The New York Times: Seeking Clues To Heart Disease In DNA Of An Unlucky Family
Researchers have long known that a family history of early death from heart disease doubles a person's risk independently of any other factors. Family history is defined as having a father or a brother who were given a diagnosis of heart disease before age 55 or a mother or sister before age 65. Scientists are studying the genetic makeup of each member of the Del Sontro family, searching for telltale mutations or aberrations in the long sequence of three billion chemicals that make up human DNA. Until very recently, such a project almost certainly would have been futile. Picking through DNA for tiny aberrations was so costly and time-consuming that it was impractical to take on for an entire family (Gina Kolata, 5/12).

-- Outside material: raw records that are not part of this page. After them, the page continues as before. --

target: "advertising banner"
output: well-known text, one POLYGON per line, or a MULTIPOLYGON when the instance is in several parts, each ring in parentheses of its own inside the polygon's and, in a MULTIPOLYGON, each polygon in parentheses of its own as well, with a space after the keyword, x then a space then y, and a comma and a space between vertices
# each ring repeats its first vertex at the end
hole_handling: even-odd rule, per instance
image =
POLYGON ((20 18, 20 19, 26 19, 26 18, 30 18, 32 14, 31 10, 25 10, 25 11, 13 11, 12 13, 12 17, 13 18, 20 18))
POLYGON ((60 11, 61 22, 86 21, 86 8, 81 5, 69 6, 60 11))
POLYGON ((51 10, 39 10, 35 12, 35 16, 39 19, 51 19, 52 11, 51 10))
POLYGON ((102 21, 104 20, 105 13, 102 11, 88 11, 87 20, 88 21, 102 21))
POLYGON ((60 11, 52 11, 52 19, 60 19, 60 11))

The New Yorker: Can We Patent Life?
On April 12, 1955, Jonas Salk, who had recently invented the polio vaccine, appeared on the television news show "See It Now" to discuss its impact on American society. Before the vaccine became available, dread of polio was almost as widespread as the disease itself. Hundreds of thousands fell ill, most of them children, many of whom died or were permanently disabled. The vaccine changed all that, and Edward R. Murrow, the show's host, asked Salk what seemed to be a reasonable question about such a valuable commodity: "Who owns the patent on this vaccine?" Salk was taken aback. "Well, the people," he said. "There is no patent. Could you patent the sun?" ... It took thousands of scientists and technicians more than a decade to complete the Human Genome Project, and cost well over a billion dollars. The same work can now be carried out in a day or two, in a single laboratory, for a thousand dollars—and the costs continue to plummet. As they do, we edge closer to one of modern science's central goals: an era of personalized medicine, in which an individual’s treatment for scores of illnesses could be tailored to his specific genetic composition. That, of course, assumes that we own our own genes (Michael Specter, 4/2).
The National Journal: How Much Big Insurance Paid A Small-Business Group To Fight A Premium Tax
The nation's leading health insurance industry group gave $850,000 to a top small-business trade association as part of a campaign to repeal a key provision of President Obama’s health care law, National Journal Daily has learned (Frates, 5/14).